Now we compute the vector potential \(\tilde{A} \omega \) and velocity field u at time T and in a sufficiently small neighbourhood of this point \((w^1,w^2,w^3)_{{\text {rsc}}}\). In this neighbourhood and on the support of \(\omega (T)\), the cutoff \(\tilde{\eta }\) equals 1, and from (8.9) we see that \(A_0\) and \(A_0^*\) vanish in this neighbourhood. From (9.4), (9.5) and the vanishing of \(\omega _{12}\) we thus have

$$\begin{aligned} \tilde{A} \omega = \Delta _w^{-1} \omega _{13} \frac{d}{d w^1} \wedge \frac{d}{d w^3} + \Delta _w^{-1} \omega _{23} \frac{d}{d w^2} \wedge \frac{d}{d w^3} \end{aligned}$$

in this neighbourhood, after abusing notation and identifying this neighbourhood with a subset of \(\mathbb {R}^2 \times \mathbb {R}/2\pi M\mathbb {Z}\). Since \(\omega _{13}, \omega _{23}\) are invariant with respect to translations in the \(w^3\) neighbourhood, we conclude that \(\delta \tilde{A} \omega \) has vanishing \(\frac{d}{dw^1}\) and \(\frac{d}{dw^2}\) components in this neighbourhood, thus the velocity field u is parallel to \(\frac{d}{dw^3}\). But since \(\Omega (T)\) is invariant in the \(\frac{d}{dw^3}\) direction and is expanding outwards in the other two directions, we see from the transport equations for \(\omega (t)\) and \(\tilde{\theta }(t)\) that for \(t>T\) sufficiently close to T, \(\omega (t)\) and \(\tilde{\theta }(t)\) are supported inside \(\Omega (t)\) in this neighbourhood, contradicting the construction of \((w^1,w^2,w^3)_{{\text {rsc}}}\).
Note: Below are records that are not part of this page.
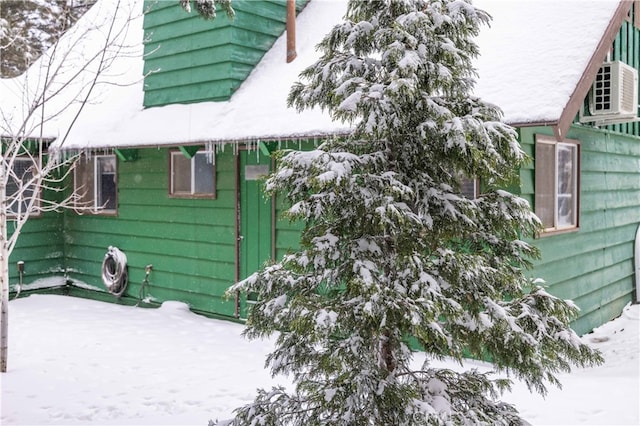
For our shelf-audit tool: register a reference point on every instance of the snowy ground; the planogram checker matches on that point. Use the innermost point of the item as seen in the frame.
(75, 361)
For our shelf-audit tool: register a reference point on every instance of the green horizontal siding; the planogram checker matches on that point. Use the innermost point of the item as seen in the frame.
(593, 266)
(40, 246)
(189, 242)
(626, 48)
(189, 59)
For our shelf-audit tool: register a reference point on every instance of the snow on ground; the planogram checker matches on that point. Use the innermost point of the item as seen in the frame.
(81, 362)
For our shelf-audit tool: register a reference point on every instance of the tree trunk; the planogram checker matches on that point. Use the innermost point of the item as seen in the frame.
(4, 273)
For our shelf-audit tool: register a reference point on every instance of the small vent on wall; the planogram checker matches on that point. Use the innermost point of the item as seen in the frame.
(614, 95)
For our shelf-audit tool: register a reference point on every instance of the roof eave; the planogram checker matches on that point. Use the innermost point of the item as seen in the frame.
(581, 90)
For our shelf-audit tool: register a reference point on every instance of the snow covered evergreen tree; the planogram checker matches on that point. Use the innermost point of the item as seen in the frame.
(28, 28)
(392, 252)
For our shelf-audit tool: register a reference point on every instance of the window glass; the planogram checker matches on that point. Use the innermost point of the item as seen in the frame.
(203, 174)
(556, 184)
(95, 183)
(181, 174)
(566, 185)
(194, 177)
(545, 181)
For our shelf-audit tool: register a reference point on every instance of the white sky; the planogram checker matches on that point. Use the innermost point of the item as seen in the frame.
(532, 57)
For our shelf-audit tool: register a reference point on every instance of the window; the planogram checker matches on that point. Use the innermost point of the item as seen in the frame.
(22, 172)
(96, 184)
(557, 172)
(192, 177)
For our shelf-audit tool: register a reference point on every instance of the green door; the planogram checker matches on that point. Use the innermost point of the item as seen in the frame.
(255, 218)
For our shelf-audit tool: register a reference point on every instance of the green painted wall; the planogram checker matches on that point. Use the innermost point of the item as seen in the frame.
(189, 242)
(41, 247)
(626, 48)
(594, 265)
(189, 59)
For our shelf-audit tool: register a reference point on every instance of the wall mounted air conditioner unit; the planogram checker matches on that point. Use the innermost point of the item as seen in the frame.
(614, 95)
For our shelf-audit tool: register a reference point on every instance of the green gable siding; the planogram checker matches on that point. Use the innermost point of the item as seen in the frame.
(189, 59)
(189, 242)
(594, 265)
(626, 48)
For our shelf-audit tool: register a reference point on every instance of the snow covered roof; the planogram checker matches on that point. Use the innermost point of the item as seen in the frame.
(534, 61)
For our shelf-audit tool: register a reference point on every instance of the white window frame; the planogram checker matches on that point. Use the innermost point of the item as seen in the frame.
(574, 184)
(210, 159)
(90, 197)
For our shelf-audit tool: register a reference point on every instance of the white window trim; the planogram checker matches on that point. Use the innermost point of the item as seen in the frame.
(192, 177)
(94, 207)
(575, 184)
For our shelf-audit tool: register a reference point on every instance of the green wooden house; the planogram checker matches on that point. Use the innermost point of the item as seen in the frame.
(174, 160)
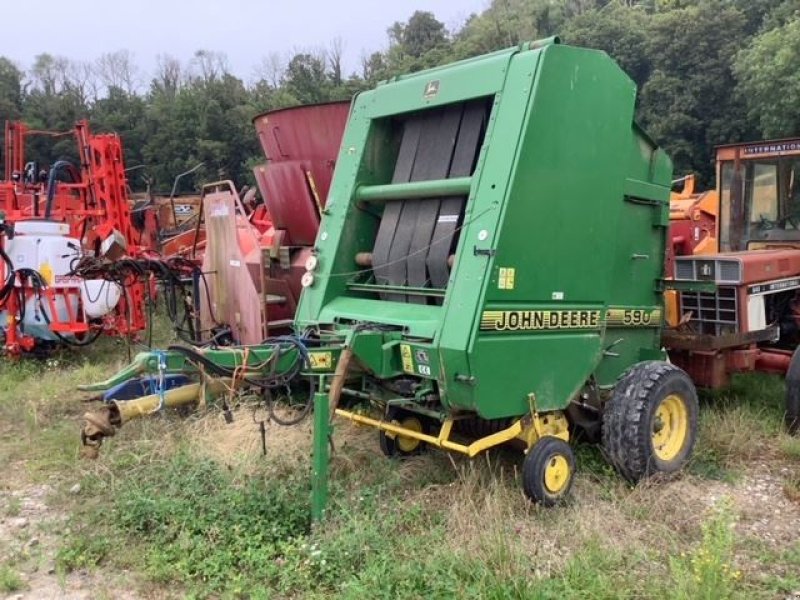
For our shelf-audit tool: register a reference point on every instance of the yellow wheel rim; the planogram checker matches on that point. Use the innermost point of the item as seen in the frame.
(406, 444)
(670, 427)
(556, 474)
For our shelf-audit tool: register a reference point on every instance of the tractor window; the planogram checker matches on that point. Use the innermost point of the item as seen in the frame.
(761, 193)
(725, 184)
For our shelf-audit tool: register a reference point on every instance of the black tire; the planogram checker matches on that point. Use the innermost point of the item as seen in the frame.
(397, 446)
(548, 454)
(792, 416)
(633, 420)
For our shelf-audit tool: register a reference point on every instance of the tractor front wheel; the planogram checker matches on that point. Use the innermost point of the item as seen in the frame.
(792, 416)
(650, 422)
(398, 446)
(548, 471)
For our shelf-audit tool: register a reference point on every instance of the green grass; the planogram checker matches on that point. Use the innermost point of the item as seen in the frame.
(161, 507)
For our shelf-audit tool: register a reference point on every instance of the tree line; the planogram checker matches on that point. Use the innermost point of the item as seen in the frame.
(709, 72)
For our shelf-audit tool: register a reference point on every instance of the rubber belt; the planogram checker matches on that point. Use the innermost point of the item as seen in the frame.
(424, 168)
(452, 208)
(391, 211)
(438, 167)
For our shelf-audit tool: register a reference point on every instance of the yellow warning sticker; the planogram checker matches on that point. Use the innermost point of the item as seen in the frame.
(46, 272)
(505, 280)
(320, 360)
(405, 356)
(532, 320)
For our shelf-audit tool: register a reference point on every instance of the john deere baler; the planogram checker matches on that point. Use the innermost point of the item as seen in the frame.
(489, 269)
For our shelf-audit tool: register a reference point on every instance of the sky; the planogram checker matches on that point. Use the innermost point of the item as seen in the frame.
(245, 30)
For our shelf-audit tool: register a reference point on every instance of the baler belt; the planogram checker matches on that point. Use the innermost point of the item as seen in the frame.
(451, 210)
(415, 237)
(427, 163)
(436, 165)
(391, 212)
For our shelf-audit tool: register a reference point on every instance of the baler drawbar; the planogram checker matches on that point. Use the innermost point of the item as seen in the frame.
(489, 269)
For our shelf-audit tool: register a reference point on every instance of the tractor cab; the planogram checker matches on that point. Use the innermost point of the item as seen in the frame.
(759, 186)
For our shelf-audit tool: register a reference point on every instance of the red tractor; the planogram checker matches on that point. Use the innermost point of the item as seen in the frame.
(739, 309)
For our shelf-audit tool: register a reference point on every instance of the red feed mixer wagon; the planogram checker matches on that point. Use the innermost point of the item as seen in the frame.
(748, 316)
(255, 256)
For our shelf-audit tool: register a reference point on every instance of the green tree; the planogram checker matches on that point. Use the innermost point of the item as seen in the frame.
(306, 78)
(10, 90)
(688, 103)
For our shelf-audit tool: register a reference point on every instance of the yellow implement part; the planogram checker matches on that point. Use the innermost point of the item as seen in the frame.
(539, 425)
(104, 422)
(443, 439)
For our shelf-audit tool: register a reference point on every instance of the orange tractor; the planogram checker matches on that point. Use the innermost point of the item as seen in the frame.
(50, 217)
(739, 309)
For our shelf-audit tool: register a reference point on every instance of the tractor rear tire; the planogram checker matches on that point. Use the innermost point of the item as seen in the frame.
(548, 471)
(650, 422)
(397, 446)
(792, 416)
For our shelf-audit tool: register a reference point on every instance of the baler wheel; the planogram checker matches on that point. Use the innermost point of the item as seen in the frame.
(650, 422)
(792, 416)
(548, 471)
(398, 445)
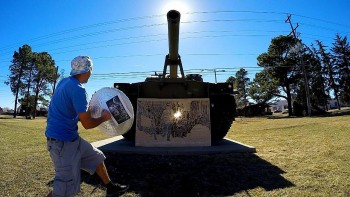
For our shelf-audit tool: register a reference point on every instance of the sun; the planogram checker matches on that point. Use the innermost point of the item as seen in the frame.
(180, 6)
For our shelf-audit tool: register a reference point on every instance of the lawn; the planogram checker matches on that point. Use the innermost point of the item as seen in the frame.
(295, 157)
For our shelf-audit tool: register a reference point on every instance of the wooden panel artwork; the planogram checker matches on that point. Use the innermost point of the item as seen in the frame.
(173, 122)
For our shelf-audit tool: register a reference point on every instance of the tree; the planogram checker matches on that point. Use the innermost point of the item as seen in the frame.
(18, 70)
(241, 84)
(341, 54)
(329, 70)
(281, 62)
(263, 88)
(316, 85)
(43, 75)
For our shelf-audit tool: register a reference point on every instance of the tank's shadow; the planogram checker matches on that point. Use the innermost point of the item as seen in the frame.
(196, 175)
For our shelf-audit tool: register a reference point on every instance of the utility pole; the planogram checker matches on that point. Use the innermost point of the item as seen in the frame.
(54, 84)
(308, 103)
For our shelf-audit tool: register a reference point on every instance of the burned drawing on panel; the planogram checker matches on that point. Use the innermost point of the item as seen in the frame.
(172, 118)
(117, 109)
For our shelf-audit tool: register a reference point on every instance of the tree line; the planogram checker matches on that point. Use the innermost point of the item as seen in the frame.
(32, 78)
(291, 70)
(298, 73)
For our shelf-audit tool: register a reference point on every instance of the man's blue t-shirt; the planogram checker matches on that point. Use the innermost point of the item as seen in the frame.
(69, 99)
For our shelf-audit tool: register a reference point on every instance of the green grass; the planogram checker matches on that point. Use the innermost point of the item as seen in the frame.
(295, 157)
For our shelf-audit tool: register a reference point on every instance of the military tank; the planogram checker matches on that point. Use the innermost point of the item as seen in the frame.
(180, 86)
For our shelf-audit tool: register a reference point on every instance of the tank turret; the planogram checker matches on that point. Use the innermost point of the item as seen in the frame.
(174, 86)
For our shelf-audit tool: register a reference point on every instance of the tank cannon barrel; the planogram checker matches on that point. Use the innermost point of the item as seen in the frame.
(173, 59)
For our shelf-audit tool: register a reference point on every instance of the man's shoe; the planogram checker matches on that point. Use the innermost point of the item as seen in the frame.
(116, 189)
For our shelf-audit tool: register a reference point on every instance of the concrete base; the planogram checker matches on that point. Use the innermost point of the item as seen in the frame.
(119, 145)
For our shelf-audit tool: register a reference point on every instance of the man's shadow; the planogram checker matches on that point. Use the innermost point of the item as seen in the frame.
(192, 175)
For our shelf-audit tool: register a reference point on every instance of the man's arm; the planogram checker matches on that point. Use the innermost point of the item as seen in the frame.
(89, 122)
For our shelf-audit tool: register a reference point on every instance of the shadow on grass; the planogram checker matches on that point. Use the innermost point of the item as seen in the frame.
(200, 175)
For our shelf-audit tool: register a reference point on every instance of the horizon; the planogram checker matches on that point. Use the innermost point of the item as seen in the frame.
(127, 43)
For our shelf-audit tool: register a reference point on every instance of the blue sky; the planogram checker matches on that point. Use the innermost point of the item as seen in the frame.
(131, 36)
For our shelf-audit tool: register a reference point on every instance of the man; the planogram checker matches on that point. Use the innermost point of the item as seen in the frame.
(69, 152)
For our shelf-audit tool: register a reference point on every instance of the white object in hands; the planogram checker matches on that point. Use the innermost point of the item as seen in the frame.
(120, 107)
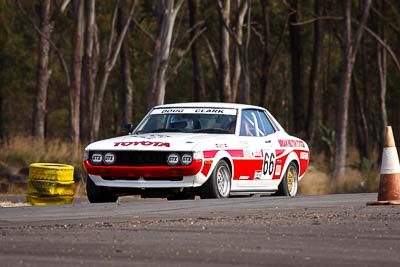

Thus \(\omega (t)\) and \(\tilde{\theta }(t)\) are supported in \(\Omega (t)\) for all \(0 \leqslant t \leqslant 1\). Repeating the above arguments we then obtain the second claim of the proposition. \(\square \)

If we insert the above proposition back into (9.4), (9.5), noting again that \(\tilde{\eta }\) equals 1 on the support of \(\omega \) or \(\tilde{\theta }\), we have

$$\begin{aligned} \tilde{A} \omega&:=- \tilde{A}_0 \Delta _w^{-1} (\partial _1 \partial _1 \tilde{\theta } + \partial _2 \partial _2 \tilde{\theta } ) \frac{d}{d w^1} \wedge \frac{d}{d w^2} \\&\quad + \Delta _w^{-1} \partial _1 \tilde{\theta } \frac{d}{d w^1} \wedge \frac{d}{d w^3} \\&\quad + \Delta _w^{-1} \partial _2 \tilde{\theta } \frac{d}{d w^2} \wedge \frac{d}{d w^3}. \end{aligned}$$

Repeating the arguments of the previous section verbatim, we see that (in \((w^1,w^2,w^3)_{{\text {rsc}}}\) coordinates) \(\tilde{\theta }\) is the lift of a continuously differentiable, compactly supported function \(\theta :[0,1] \times \mathbb {R}^2 \rightarrow \mathbb {R}\) that contradicts Proposition 6.1, as required.